Hypothalamic Melanocortin System Regulates Sympathetic Nerve Activity in Brown Adipose Tissue

To clarify the neuronal mechanism of the hypothalamic melanocortin system in regulating energy metabolism, we investigated the effects of centrally administered α-melanocyte-stimulating hormone (α-MSH) and agouti-related protein (AGRP), an agonist and an antagonist for the melanocortin 4 receptor (MC4-R), respectively, on the activity of sympathetic nerves innervating brown adipose tissue (BAT) and on BAT temperature. A bolus infusion of α-MSH (1 nmol) into the third cerebral ventricle (i3vt) significantly increased sympathetic nerve activity and elevated BAT temperature (P < 0.05). The i3vt infusion of AGRP (1 nmol) gradually suppressed BAT sympathetic nerve activity and was accompanied by a significant reduction in BAT temperature (P < 0.05). In conclusion, the hypothalamic melanocortin system may regulate peripheral energy expenditure, as well as thermogenesis, through its influence on BAT sympathetic nerve activity.

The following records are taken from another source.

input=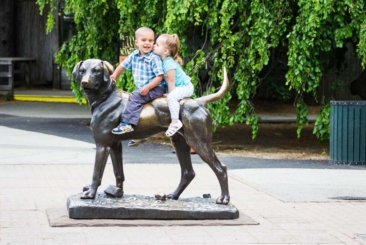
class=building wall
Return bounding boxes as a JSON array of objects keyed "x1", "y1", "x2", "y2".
[{"x1": 15, "y1": 0, "x2": 60, "y2": 88}]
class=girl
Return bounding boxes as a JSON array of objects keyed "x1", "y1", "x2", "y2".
[{"x1": 154, "y1": 34, "x2": 194, "y2": 137}]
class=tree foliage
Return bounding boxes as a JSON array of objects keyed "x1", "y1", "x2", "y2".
[{"x1": 37, "y1": 0, "x2": 366, "y2": 138}]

Hypothalamic neuronal histamine regulates sympathetic nerve activity and expression of uncoupling protein 1 mRNA in brown adipose tissue in rats

To clarify how hypothalamic neuronal histamine regulates peripheral energy expenditure, we investigated the effect of infusion of histamine into the third cerebral ventricle or discrete hypothalamic regions on sympathetic nerve activity and expression of uncoupling protein 1 (UCP1) mRNA in brown adipose tissue (BAT). Infusion of histamine (200 nmol) into the third cerebral ventricle of anesthetized rats significantly increased the electrophysiological activity of sympathetic nerves (P<0.01) and UCP1 mRNA expression in the BAT (P<0.05). Microinjection of histamine (10 nmol) into the paraventricular nucleus (PVN) and preoptic area (POA) produced similar significant increases in BAT sympathetic nerve activity (P<0.01 for each). By contrast, injection of histamine into the ventromedial hypothalamic nucleus or lateral hypothalamic area had no effect. We conclude that hypothalamic neuronal histamine may regulate energy expenditure in BAT through the activation of sympathetic nerves. The PVN and/or POA appear to be the principal hypothalamic sites that mediate the stimulatory effect of histamine on this efferent pathway.